The inherited home is baptized the House of Ubuntu, a communal space for Julian, his girlfriend Gwen (Nozipho Mclean) and other friends and comrades. Their mission is articulated by alternating quotes on a large chalkboard, including, notably,  Kwame Nkrumah’s: “Practice without thought is blind; thought without practice is empty.” In the House of Ubuntu, residents read aloud from revolutionary works and participate in gatherings aimed at re-thinking and re-organizing the world. Patricia (Nyabel Lual), another resident, even offers a  workshop on Nuer, a language spoken in South Sudan. Throughout, the film evinces a sharp reflection on the intimate stakes of gentrification and class antagonism, which persist even in radical collectives. Asili pays careful attention to the banal hiccups of creating new social formations, such as adjustments in everyday language and chore schedules. 
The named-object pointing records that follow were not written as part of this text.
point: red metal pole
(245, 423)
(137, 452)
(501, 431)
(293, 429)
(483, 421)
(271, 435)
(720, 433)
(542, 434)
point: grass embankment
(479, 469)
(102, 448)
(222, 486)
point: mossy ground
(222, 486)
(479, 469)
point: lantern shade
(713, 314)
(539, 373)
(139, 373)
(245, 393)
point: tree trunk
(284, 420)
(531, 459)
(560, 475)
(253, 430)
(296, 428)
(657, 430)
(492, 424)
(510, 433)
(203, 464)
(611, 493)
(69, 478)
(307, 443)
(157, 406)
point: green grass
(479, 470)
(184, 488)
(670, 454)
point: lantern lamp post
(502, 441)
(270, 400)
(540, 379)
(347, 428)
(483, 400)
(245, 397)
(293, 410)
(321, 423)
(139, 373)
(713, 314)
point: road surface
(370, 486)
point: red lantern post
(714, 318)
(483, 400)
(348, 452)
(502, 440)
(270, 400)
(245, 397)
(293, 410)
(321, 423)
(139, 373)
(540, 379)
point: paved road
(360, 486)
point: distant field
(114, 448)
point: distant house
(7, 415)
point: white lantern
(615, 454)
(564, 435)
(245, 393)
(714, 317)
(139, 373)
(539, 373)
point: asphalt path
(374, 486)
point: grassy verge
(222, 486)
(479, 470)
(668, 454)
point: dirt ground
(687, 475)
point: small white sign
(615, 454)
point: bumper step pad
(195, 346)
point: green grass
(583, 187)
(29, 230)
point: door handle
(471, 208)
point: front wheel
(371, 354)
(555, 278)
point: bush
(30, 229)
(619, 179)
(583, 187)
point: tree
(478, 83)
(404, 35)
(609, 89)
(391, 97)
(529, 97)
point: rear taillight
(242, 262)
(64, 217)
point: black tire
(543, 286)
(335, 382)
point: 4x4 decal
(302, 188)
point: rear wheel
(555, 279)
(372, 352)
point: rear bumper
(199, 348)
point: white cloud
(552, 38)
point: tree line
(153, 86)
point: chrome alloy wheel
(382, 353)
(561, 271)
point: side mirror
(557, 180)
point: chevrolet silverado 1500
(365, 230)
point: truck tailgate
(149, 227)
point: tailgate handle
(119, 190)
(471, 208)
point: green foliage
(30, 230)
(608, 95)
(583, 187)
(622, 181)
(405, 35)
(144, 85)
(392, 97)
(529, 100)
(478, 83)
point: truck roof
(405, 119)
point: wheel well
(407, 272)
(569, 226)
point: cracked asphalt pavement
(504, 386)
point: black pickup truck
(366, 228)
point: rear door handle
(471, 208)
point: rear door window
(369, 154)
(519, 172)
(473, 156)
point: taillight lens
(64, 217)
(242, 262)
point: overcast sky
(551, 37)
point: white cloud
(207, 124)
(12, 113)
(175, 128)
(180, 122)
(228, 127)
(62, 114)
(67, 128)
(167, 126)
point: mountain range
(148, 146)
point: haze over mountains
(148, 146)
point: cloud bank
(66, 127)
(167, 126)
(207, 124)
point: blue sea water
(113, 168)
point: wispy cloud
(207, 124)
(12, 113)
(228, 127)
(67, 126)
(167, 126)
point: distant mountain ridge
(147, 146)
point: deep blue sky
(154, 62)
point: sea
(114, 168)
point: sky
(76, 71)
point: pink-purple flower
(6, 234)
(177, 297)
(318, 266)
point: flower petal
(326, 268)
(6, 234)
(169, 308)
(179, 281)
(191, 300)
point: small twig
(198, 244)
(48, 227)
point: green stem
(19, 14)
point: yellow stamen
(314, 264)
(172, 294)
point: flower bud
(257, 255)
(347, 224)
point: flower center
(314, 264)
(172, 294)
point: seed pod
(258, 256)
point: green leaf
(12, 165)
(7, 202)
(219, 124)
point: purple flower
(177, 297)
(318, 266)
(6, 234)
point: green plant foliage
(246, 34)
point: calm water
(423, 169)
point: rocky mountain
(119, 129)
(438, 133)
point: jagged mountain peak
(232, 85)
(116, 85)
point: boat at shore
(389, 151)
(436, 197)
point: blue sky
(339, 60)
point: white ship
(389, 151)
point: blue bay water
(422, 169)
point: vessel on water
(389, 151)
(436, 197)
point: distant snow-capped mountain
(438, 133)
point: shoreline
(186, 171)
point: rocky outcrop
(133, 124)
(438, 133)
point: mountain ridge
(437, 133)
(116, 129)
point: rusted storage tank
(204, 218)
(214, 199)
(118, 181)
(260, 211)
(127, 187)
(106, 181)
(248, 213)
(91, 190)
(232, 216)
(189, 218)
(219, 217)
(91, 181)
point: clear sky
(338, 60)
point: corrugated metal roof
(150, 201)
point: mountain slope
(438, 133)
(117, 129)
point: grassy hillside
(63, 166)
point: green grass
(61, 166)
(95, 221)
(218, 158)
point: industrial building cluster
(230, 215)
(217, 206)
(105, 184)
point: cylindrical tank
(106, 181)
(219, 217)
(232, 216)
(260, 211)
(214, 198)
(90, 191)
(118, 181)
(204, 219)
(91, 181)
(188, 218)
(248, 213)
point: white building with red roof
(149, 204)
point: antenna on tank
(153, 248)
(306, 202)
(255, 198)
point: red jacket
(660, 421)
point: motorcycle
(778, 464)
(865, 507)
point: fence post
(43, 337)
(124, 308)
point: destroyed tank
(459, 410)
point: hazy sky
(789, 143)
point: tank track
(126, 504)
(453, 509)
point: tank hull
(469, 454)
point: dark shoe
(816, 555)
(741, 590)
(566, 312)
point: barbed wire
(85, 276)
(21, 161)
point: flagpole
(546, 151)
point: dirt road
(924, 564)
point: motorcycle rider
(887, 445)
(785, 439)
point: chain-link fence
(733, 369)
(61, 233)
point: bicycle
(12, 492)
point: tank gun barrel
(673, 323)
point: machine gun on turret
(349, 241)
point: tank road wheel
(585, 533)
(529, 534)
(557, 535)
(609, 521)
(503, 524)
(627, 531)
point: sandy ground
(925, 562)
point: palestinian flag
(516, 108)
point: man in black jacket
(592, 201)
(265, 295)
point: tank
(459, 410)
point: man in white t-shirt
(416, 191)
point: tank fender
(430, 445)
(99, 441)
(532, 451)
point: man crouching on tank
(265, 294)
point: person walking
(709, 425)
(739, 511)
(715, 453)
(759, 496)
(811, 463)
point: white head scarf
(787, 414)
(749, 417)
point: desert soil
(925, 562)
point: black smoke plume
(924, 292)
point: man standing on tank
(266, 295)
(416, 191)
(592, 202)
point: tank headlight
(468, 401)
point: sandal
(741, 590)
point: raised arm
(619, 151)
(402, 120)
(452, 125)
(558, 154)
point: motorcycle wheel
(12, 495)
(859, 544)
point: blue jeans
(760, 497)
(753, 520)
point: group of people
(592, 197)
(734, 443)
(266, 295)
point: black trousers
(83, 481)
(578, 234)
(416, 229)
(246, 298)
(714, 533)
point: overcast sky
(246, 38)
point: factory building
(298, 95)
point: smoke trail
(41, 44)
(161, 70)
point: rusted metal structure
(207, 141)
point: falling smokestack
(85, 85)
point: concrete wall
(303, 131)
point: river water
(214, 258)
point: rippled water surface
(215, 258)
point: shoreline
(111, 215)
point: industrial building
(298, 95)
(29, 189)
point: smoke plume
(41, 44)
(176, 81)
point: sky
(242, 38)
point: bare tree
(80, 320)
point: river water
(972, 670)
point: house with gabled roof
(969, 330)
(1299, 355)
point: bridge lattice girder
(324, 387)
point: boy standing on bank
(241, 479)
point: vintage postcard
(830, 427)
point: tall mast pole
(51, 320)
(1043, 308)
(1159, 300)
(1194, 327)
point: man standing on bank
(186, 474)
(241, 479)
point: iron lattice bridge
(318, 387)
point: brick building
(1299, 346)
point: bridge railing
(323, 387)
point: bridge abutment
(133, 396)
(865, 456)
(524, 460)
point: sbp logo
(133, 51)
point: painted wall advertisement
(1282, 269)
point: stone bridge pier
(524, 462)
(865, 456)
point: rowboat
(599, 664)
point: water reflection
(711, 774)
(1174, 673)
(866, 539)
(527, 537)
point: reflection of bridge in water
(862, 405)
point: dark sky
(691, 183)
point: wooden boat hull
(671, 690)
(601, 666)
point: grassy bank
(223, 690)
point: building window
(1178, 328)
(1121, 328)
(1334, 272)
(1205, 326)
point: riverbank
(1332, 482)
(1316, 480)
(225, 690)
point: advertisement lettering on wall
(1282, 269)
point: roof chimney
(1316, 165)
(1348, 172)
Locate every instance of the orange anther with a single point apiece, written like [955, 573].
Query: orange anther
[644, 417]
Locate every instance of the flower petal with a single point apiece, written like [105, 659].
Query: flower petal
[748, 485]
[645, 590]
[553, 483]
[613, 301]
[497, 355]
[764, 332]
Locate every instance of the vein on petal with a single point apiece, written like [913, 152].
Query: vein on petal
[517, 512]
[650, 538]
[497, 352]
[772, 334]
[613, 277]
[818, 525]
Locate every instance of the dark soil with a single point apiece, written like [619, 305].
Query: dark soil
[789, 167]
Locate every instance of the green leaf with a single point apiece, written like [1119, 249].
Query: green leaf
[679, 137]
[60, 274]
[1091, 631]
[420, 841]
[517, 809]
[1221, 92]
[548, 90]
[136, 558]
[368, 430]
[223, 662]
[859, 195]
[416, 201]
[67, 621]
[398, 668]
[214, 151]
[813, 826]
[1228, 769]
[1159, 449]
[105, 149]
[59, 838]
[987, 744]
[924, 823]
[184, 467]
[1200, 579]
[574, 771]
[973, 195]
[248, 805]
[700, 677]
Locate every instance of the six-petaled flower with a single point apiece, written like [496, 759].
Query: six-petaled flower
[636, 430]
From The Inheritance (2020)

The Inheritance both documents and models what it means to participate in a project of cultural re-education. An exterior shot of the sign for Know Thyself Bookstore precedes a scene of Julian reading from Julius K. Nyerere’s Essays on Socialism, a text which argues against capitalism, private property, and colonialism and in favor of a syncretism between certain pre-colonial traditional structures and modern African socialism. “Our first step therefore would be to re-educate ourselves,” Nyere writes. As Julian reads, Gwen staples a photo of Shirley Chisholm to the wall, before the film slips into archival footage, showing the politician discussing the need to build “people power.” This deft sequencing organizes an ambitious but unforced amalgamation of different geographies and histories of Black liberation struggle. 

Nimbly weaving  together a local Philadelphia history and a Pan-Africanist, Black internationalist framework The Inheritance is imbued with a musical agility. It honors the importance of learning as an ongoing process, always passing between intergenerational hands. 

The Inheritance (2020) opens in virtual cinemas on March 12.